Thursday, 6 March 2014

Interview?

Yesterday I was in Kuching for an interview for the government posting. Whether it went well or not, I'll just leave it as it is. I didn't find it bad but the interviewer was just rambling on and on and seemingly wanting to ruffle a lot of feathers and also discourage interviewees to have much hope in getting the position of being a teacher in the government sector. 

I am neutral in whether I want to have it or not and I stayed calm and let her ramble on and on about things that I personally think are totally not related to teaching or education or work whatsoever. And I am here scratching my head and quite bewildered at how my friend reacted to what was being done to us.

My friend wasn't in the room the same time as me so she was asked a different set of questions but the process was largely similar. We were all critiqued about our appearance, the ridiculous demand to wear a standard blazer, shoes, hair and so on so forth. (My hair was in a bun but the bun of my style instead of those others who're in the ugly bun with a bow >< and I had a solid bun sprayed super hard because she critiqued others before on the stray strands of hair ==) 

My friend's conclusion of coming out of the room was - It was difficult but I learnt a lot from the interview. 

And I was like, what in the world did you learn from that interview?! Other than the ridiculous demands and the deliberate effort to push us down and make us feel small AND it being done by someone who isn't in the education field, what can you get out of that kind of situation?

I really do not like how the others are.. most of them. They are like, wanting the job so much they would go down on their knees and kiss their feet to beg them for it. I didn't like how my friend, out of her own nervousness, tried to make me into that standard she thinks I should be - no jewellery, no whatsoever in case they scold me whatever. And they are like, ah whatever the interviewer said is the best, the truth, the ultimate. And they say things like these after being critiqued ridiculously about ridiculous menial things like: "So sorry madam. I didn't know this before. I will go and do as you said after this. So sorry." and almost bowing down to everything she said while that interviewer gloated at all of us. 
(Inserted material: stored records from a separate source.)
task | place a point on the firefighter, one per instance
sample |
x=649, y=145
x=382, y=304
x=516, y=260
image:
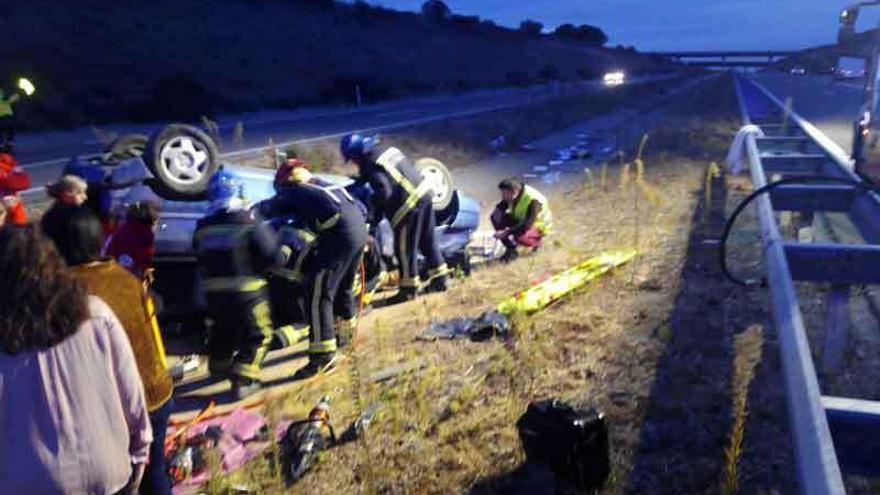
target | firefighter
x=13, y=179
x=340, y=235
x=236, y=251
x=521, y=218
x=404, y=198
x=287, y=284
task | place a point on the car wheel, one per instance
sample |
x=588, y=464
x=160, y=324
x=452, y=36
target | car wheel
x=440, y=179
x=182, y=159
x=125, y=147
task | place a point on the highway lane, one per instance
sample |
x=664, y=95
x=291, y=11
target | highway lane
x=43, y=154
x=830, y=106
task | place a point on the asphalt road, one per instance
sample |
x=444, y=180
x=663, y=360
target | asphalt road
x=43, y=154
x=830, y=106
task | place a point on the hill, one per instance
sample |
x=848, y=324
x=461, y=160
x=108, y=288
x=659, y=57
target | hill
x=96, y=61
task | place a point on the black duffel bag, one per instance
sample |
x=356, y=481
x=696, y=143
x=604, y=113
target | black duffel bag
x=572, y=444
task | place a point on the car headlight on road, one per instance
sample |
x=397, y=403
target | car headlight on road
x=26, y=86
x=614, y=78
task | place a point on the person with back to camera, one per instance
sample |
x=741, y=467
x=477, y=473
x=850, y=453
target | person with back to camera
x=73, y=416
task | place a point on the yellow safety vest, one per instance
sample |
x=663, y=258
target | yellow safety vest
x=544, y=222
x=388, y=161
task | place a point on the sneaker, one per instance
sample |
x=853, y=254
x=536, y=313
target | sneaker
x=509, y=255
x=318, y=363
x=243, y=388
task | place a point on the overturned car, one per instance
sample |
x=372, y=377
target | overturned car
x=173, y=167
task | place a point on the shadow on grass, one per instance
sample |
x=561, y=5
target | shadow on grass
x=684, y=432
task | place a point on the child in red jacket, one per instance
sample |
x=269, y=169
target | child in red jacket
x=133, y=244
x=13, y=179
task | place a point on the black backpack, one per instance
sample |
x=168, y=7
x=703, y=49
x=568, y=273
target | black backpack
x=573, y=444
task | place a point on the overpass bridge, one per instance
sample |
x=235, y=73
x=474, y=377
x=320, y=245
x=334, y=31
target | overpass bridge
x=729, y=58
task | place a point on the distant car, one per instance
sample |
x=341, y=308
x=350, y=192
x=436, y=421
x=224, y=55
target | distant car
x=614, y=78
x=173, y=168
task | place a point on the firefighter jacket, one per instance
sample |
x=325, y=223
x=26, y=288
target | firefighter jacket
x=397, y=185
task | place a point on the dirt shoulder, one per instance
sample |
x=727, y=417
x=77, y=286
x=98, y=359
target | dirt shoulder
x=650, y=345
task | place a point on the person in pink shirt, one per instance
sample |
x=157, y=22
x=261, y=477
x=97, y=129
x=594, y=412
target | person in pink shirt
x=73, y=416
x=133, y=244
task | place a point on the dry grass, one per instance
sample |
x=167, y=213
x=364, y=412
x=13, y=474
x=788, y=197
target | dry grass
x=447, y=426
x=450, y=426
x=747, y=354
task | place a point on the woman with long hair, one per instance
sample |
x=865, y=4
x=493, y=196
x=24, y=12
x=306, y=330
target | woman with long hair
x=73, y=417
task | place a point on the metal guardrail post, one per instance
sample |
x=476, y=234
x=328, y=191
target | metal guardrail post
x=817, y=466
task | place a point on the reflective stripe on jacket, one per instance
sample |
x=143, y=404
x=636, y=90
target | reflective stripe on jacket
x=520, y=209
x=390, y=162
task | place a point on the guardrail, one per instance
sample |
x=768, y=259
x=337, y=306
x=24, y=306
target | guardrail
x=831, y=435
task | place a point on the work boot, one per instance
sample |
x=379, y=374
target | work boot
x=509, y=255
x=220, y=368
x=439, y=284
x=288, y=335
x=347, y=332
x=243, y=388
x=404, y=294
x=318, y=363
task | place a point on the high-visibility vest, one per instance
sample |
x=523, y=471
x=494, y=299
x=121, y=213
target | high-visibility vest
x=389, y=161
x=520, y=209
x=5, y=108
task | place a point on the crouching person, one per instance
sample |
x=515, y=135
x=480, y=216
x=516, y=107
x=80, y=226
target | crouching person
x=235, y=252
x=79, y=241
x=73, y=417
x=522, y=218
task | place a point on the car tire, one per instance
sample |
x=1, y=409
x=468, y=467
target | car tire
x=125, y=147
x=441, y=181
x=182, y=160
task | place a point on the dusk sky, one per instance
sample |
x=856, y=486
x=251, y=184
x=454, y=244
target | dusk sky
x=673, y=24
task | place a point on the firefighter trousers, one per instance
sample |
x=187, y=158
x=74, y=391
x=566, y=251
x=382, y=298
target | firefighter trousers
x=242, y=332
x=331, y=291
x=415, y=234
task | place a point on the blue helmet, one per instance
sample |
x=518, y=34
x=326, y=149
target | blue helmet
x=225, y=191
x=223, y=185
x=356, y=146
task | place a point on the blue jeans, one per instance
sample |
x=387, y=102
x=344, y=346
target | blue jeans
x=156, y=481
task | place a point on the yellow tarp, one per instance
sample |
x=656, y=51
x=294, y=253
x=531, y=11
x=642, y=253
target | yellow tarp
x=551, y=290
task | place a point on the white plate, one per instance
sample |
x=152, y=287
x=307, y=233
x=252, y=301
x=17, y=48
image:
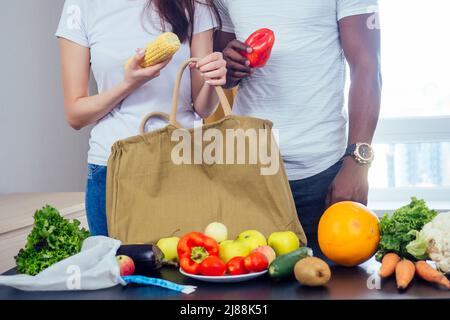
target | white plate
x=224, y=279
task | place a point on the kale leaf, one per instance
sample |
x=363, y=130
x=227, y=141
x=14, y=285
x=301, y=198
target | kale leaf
x=52, y=239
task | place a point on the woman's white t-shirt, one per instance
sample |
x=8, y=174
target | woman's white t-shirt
x=113, y=30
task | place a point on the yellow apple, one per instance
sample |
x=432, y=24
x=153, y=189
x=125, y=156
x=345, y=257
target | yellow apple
x=229, y=249
x=217, y=231
x=267, y=251
x=169, y=247
x=253, y=239
x=284, y=242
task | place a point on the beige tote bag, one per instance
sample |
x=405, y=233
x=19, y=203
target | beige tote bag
x=150, y=194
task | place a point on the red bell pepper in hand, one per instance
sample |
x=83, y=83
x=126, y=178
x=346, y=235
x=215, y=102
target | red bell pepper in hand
x=193, y=249
x=261, y=41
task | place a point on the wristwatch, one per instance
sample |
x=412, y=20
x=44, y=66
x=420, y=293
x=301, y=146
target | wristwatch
x=362, y=152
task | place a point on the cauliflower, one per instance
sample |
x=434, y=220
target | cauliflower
x=433, y=242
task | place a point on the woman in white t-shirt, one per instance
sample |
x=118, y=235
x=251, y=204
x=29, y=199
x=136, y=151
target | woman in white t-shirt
x=101, y=35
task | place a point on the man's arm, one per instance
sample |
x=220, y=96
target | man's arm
x=237, y=65
x=361, y=47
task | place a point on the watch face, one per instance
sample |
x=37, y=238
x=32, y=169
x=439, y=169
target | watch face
x=365, y=152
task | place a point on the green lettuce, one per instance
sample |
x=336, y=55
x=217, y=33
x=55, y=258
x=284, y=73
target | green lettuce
x=418, y=248
x=396, y=229
x=52, y=239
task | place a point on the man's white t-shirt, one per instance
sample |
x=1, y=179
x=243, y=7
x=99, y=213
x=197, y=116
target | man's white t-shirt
x=113, y=30
x=301, y=89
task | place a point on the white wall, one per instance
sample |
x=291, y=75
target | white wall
x=39, y=152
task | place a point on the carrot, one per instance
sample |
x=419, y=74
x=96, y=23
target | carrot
x=388, y=264
x=428, y=273
x=404, y=273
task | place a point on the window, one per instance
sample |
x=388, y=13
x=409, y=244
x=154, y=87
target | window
x=412, y=142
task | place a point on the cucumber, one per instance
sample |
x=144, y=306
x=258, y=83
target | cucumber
x=283, y=266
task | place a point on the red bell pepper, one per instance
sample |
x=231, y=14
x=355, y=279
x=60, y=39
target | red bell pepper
x=212, y=266
x=261, y=41
x=256, y=262
x=236, y=266
x=193, y=249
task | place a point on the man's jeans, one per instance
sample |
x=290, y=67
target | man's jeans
x=309, y=196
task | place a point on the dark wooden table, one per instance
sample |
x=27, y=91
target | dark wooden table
x=346, y=283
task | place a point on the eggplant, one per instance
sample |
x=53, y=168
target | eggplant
x=147, y=258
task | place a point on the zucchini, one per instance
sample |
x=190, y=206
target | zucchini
x=283, y=266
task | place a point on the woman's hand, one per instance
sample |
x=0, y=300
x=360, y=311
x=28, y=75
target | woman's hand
x=136, y=76
x=213, y=69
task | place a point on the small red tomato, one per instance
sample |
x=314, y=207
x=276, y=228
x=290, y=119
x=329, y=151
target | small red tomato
x=236, y=266
x=256, y=262
x=212, y=266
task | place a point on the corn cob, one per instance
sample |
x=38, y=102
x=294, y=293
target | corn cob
x=159, y=50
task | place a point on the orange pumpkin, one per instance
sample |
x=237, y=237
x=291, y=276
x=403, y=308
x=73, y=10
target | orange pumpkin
x=348, y=233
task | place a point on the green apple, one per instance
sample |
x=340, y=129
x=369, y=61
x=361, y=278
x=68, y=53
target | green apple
x=230, y=249
x=169, y=247
x=253, y=239
x=284, y=242
x=217, y=230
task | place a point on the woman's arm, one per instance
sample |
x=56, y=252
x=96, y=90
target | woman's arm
x=80, y=108
x=210, y=71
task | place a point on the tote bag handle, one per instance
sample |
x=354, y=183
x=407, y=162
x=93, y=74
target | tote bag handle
x=172, y=118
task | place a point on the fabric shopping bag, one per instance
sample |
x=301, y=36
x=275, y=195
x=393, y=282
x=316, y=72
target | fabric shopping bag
x=177, y=179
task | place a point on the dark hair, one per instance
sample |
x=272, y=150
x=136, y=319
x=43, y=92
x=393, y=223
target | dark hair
x=180, y=15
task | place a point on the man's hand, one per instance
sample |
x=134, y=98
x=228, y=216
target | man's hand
x=350, y=184
x=237, y=64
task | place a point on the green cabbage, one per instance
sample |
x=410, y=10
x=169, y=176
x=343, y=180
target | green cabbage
x=396, y=229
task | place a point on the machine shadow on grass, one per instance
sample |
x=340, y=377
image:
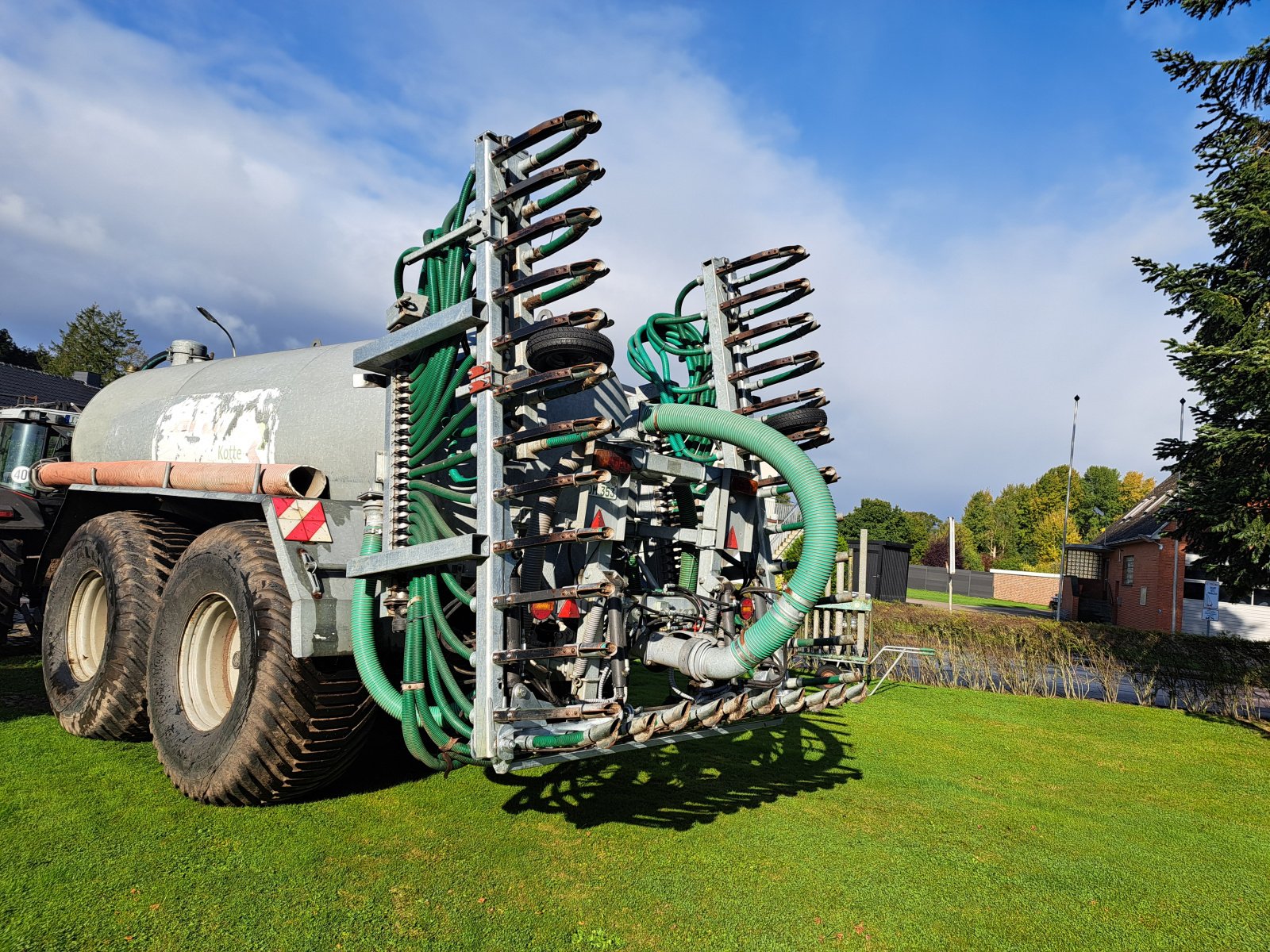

I'm not saying I marched in, demanded a job or demanded to be treated like a princess or something. I am a person, I am an asset for not only any schools that would have me but for their company, for this country. They have no right to be oppressing us like that. 

I did not do any fake-humility-trying-to-please-milady-queen kinda stuff. I did not get mad and be stern or be sarcastic. I just answer properly, the best I could and not shrink when she started to go on and on about the menial things she deemed important and what she claims we fail to do. 

Almost everyone came out from sessions with her looking drained and discouraged. I didn't let it affect me because I know what is important and I know that I am an asset. If they do not want me, I can find other means of being a teacher. My current job isn't bad anyway. She talked as if being a teacher in government schools are the only "teacher" job in the planet and she kept repeating that they do not have openings. I know of a lot of schools needing teachers especially English teachers and I know there are other ways and places to be a teacher. 

So, whatever. I really don't like how they worship them == and I really don't like how they want to make us worship them.